Abraham accepted Ephron’s offer and paid him the four hundred pieces of silver… That’s how Abraham got Ephron’s property east of Hebron, which included the field with all of its trees, as well as Machpelah Cave at the end of the field.
~Genesis 23:16-18, CEV
Do the right thing: it will gratify some folks and astonish the rest.
The first thing I want to note is that this property is the only property Abraham owed while he sojourned here on earth. In light of his enormous wealth, that is shocking. The Hittites respected Abraham. They knew that God’s hand was on him and they were afraid to mess with him which was wise on their part. To persecute Abraham is to invoke a curse on one’s self which is very unwise. When Abraham approaches Ephron to buy the land, Ephron insist on giving the land to Abraham. To counter, Abraham insist on paying for the land and he refuses to take ‘no’ for an answer. My question is why; why didn’t Abraham accept it as a gift? I don’t have the answer but I can take a guess. I am not above conjecture. Although Abraham got along with the Hittites, I don’t think he fully trusted them. Do you have some relationships like that? You get along with these individuals but you don’t fully trust them. Abraham wanted more than Ephron’s word, he wanted a legal document. The fascinating thing is that Ephron charges Abraham $128,000 for the small piece of property. He reminds me of cousin Eddie. Cousin Eddie protest when Clark tells him that he will buy Eddie’s children’s Christmas. Eddie insist that he cannot take charity but when Clark insist on buying toys for the kids, Eddie reaches in his pocket and pulls out a list. I could get along with Eddie but I don’t think I would trust him. I think Abraham knew all along that Ephron was a cousin Eddie and so Abraham went by the book.

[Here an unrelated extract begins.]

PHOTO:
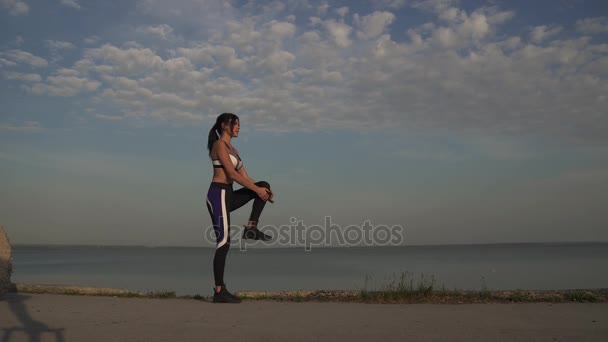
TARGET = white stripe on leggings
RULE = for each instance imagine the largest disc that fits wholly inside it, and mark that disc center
(224, 220)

Relationships can be hard sometimes. They become especially hard when we lose confidence in the one we are relating to. We always want to do the right thing and sometimes, maybe not always, the right thing may be the legal thing. A long, long time ago, a man [representing the church that was calling me] presented me with a contract and wanted me to sign it. Unfortunately, I took it the wrong way and refused. I said, “I have your word, I don’t need a contract.” He said, “The contract is for your benefit, not mine. If you don’t want to sign it, that is fine with me.” I should have signed the contract because it detailed all the conditions and promises made to me. Within a year or two it came back to bit me. The man was indeed looking out for my interest. Sometimes it pays to go by the book.
If I were to see someone building an Ark, I might be tempted to get in it. The weather folks finally get one right. The Blizzard of 19 became a joke but the flood of 19 is becoming a reality. I visited at least two homes this week where the ministry teams have left goodies. Way to go DBC, I am proud of you. The shut-ins are loving it.